По нашей терминологии, нос судна назывался «прова», корма — «пупа», якорь — «сидеро», цепь — «кадина», фок — «тринкет», фор-марсель — «парункет», брамсель — «бабафига» и т.д. в этом роде.
Даже румбы компаса назывались по-итальянски: север — «трамонтане», восток — «леванте», юг — «острия», запад — «поненте».
Я уже забыл теперь эту странную смесь исковерканных украинским выговором итальянских и греческих слов, но когда-то знал ее хорошо.
Итак, ранним августовским утром мы снялись с якоря и с тихим, еле чувствительным, но попутным ветерком двинулись к выходу из Керченского пролива в Азовское море.
Мы шли порожняком в Геническ за солью для Ростова.
«Старой» дал мне несколько уроков кулинарного искусства, и я оказался недурным «кухарем».
Утром, в семь часов, мы пили чай и ели хлеб или галеты — это называлось «повдник». В одиннадцать я подавал неизменный борщ с затиркой из помидоров и, пшенную кашу. Мясо из борща не резалось на пайки, а мелко крошилось на деревянной тарелке и подавалось после борща.
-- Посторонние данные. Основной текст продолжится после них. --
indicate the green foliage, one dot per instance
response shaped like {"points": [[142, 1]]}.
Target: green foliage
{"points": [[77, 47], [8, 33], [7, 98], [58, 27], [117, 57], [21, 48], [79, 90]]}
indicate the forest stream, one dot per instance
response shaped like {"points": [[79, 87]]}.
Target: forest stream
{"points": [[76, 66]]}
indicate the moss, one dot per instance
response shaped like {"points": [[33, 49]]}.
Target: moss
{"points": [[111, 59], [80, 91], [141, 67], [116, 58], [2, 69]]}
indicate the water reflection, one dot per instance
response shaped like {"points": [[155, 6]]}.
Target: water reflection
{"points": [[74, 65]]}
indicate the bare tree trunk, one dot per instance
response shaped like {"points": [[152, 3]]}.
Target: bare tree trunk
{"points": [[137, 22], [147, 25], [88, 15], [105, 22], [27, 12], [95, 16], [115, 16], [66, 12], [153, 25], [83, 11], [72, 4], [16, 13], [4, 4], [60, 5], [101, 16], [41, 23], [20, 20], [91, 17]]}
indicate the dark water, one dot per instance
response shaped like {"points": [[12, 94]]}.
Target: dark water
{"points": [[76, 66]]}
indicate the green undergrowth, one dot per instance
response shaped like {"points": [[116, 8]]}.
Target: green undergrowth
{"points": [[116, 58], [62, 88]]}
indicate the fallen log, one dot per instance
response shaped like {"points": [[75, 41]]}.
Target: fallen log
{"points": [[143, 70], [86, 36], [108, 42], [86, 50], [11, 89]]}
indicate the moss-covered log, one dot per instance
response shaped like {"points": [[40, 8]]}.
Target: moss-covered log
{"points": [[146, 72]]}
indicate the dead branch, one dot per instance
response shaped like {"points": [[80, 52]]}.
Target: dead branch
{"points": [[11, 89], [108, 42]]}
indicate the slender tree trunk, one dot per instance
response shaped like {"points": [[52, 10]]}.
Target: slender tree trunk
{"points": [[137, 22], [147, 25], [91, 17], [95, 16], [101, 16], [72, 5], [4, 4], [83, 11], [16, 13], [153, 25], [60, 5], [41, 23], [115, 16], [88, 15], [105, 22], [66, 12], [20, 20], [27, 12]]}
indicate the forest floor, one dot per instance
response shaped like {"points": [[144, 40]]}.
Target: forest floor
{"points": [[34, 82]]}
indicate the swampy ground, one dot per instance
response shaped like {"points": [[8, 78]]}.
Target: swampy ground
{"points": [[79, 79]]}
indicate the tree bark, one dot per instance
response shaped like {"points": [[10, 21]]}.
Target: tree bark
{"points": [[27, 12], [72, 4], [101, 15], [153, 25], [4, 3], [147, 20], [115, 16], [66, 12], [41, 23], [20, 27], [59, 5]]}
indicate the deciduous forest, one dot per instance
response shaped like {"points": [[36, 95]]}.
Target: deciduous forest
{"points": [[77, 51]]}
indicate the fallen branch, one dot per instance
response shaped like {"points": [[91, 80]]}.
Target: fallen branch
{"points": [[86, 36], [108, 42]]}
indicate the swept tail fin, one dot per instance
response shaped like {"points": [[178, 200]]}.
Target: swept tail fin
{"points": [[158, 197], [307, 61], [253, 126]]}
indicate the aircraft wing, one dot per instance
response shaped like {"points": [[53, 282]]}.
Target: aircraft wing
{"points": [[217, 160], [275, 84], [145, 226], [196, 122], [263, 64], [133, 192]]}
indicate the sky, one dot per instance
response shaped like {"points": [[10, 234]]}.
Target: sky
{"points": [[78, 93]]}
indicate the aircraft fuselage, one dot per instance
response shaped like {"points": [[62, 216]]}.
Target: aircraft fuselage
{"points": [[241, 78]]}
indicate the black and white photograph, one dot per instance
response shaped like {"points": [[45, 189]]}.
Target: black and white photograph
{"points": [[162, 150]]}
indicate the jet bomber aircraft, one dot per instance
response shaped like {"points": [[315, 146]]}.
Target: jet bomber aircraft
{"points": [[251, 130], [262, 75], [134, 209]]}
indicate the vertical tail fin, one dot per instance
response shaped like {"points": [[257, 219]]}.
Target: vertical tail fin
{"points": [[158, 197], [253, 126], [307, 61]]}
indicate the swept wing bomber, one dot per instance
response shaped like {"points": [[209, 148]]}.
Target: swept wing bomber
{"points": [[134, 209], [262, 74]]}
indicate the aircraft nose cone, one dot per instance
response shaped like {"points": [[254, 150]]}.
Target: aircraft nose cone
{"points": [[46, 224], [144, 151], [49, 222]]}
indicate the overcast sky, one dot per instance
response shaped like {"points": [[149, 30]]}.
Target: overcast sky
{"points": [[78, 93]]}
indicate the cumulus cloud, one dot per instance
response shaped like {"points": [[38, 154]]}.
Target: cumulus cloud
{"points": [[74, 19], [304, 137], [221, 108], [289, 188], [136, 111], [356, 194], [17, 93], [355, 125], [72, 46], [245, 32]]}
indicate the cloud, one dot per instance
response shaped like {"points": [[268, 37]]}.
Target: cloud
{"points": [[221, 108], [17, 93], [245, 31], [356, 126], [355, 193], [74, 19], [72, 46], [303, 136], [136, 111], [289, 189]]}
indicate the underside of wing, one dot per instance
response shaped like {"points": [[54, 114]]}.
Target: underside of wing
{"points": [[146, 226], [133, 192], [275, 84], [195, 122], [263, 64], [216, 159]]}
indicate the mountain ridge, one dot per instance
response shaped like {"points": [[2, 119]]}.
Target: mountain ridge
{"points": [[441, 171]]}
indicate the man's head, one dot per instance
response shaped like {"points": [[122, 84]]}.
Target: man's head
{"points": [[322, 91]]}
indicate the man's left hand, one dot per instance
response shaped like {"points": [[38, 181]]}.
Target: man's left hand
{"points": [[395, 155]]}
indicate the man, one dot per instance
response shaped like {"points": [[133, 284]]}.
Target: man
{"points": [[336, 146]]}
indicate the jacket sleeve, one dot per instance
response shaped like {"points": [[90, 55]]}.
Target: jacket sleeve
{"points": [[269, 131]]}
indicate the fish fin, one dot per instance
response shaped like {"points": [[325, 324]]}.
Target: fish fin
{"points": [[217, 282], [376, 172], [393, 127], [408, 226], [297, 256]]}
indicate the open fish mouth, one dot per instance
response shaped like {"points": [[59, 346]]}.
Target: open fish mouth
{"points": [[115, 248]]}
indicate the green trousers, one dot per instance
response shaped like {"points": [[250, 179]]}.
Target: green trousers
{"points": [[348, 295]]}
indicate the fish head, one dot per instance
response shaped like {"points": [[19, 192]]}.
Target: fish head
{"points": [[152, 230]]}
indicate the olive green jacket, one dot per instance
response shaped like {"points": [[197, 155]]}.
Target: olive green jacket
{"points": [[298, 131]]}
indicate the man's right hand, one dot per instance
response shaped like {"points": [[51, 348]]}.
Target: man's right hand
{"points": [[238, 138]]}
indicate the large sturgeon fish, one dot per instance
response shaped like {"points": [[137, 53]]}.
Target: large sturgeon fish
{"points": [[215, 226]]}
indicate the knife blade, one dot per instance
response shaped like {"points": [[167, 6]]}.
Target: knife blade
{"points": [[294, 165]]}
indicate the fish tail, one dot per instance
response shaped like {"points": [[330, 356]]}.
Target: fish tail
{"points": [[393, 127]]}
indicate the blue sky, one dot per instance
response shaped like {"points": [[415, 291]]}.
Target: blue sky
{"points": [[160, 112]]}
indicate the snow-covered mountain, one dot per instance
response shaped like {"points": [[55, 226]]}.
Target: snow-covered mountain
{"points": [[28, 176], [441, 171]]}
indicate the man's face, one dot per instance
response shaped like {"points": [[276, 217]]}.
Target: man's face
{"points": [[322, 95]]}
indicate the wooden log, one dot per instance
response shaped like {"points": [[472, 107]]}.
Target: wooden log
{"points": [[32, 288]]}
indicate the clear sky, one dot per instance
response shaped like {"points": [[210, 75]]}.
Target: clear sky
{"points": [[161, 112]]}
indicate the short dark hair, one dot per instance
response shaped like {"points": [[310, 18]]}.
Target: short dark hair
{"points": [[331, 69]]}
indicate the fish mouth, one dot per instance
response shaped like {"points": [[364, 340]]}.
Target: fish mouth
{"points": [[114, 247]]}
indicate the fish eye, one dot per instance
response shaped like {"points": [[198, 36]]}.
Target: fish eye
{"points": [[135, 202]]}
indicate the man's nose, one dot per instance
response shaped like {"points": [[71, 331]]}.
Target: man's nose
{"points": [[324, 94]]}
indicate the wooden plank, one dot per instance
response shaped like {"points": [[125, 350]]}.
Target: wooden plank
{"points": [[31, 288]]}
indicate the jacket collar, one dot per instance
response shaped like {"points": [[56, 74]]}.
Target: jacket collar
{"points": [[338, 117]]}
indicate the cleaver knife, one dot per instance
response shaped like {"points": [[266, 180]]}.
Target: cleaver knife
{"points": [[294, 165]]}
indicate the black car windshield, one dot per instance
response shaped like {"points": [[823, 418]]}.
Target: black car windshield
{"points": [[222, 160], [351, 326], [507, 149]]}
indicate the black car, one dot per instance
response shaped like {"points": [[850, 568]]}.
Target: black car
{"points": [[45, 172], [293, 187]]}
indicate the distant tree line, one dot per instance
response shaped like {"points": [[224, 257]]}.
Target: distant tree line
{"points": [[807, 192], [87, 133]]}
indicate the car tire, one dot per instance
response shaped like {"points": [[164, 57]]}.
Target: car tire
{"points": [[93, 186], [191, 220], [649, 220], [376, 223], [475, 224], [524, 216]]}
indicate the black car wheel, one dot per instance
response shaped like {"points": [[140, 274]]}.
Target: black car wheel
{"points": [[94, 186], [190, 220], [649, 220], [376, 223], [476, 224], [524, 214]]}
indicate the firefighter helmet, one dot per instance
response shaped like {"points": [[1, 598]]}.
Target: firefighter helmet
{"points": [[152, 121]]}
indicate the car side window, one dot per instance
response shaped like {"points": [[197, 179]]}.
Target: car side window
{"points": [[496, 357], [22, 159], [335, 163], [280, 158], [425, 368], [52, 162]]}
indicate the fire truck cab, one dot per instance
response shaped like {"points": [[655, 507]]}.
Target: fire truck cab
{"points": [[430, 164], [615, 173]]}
Ели сосредоточенно, молча и истово, следя, чтобы кто-нибудь не стащил не в очередь лишнего куска мяса. Часов в пять «вечеряли». На «вечерю» шли остатки разогретого борща. Затем пили чай, разумеется вприкуску, причем в чай для большей крепости прибавляли немного цикория.
После «вечери» устраивались обыкновенно литературные вечера.
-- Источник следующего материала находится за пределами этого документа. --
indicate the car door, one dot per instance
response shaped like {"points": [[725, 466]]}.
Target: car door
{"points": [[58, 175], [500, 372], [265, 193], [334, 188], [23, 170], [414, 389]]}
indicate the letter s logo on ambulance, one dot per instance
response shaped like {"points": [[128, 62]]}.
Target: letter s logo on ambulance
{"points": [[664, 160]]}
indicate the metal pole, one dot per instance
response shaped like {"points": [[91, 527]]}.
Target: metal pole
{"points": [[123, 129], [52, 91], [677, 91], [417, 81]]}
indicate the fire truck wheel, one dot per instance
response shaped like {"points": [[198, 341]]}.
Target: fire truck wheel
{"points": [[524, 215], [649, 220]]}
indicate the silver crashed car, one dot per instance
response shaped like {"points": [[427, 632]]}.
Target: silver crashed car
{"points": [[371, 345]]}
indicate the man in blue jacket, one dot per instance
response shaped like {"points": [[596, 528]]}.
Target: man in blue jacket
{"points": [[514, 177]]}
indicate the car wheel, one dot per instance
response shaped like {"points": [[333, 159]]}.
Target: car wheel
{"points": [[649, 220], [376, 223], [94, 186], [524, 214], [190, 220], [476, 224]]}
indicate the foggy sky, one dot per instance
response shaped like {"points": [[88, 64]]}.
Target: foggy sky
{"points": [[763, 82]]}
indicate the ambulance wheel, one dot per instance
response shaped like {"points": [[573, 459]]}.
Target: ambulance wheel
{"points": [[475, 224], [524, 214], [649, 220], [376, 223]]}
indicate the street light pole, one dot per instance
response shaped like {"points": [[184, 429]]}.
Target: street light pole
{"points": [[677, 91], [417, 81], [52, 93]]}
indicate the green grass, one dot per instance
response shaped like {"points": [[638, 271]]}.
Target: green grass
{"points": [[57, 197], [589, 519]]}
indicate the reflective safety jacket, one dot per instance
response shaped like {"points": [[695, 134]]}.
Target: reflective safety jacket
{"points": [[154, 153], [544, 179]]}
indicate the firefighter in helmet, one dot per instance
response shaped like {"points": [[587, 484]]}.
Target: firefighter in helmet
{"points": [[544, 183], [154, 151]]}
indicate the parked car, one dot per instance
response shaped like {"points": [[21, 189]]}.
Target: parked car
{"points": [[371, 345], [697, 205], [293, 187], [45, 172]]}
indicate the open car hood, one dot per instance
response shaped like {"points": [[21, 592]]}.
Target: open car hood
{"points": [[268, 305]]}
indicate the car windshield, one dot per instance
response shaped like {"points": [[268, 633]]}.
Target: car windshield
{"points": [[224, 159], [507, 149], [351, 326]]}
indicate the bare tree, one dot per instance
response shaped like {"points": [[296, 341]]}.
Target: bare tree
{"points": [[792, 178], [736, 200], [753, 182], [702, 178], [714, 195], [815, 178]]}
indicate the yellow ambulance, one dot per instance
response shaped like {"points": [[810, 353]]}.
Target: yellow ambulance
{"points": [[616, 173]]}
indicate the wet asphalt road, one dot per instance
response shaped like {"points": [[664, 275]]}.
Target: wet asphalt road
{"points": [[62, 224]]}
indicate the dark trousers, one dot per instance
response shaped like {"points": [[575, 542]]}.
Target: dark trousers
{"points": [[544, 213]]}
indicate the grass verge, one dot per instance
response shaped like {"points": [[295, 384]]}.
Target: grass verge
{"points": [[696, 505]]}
Все, кроме рулевого, садились на палубе вокруг светлого лючка, а я читал вслух Гоголя или Шевченко, которые вместе с вахтенным журналом хранились у Григория Мосеича в каюте на маленькой самодельной полочке.
Читали до темноты. Эти чтения в наивной и горячо реагировавшей на все маленькой аудитории доставляли мне большое удовольствие.
Самым шумным успехом пользовались «Тарас Бульба» и шевченковские «Гайдамаки». Лирика, вроде «Катерины», производила сравнительно слабое впечатление. «Старосветских помещиков» я даже не читал. Борзенко, перелистывая как-то том Гоголя и дойдя до них, прямо сказал:
— О це ерунда, не стоит и читать.
Зато юмор и красочная сказочность в «Майской ночи» или в «Ночи перед рождеством» очень нравились. Огромное впечатление произвел также «Вий».
Когда наступала темнота, все укладывались спать тут же на палубе, причем Борзенко и «дид» ложились подле рулевого, чтобы он в случае надобности мог немедленно их разбудить. Спали они чутко и раз по десять в ночь вскакивали, осматривали горизонт, небо, паруса и снова сейчас же засыпали, укутавшись, несмотря на теплую ночь, тулупами. Часов, видимых рулевому, не было. Старинные серебряные часы в виде луковицы были только у капитана и висели над изголовьем его койки. Рулевой судил о времени по движению звезд, а если было облачно, то просто по впечатлению, а когда уставал, то будил «дида» и просил сменить, а «дид» расталкивал другого хлопца или меня и посылал на руль.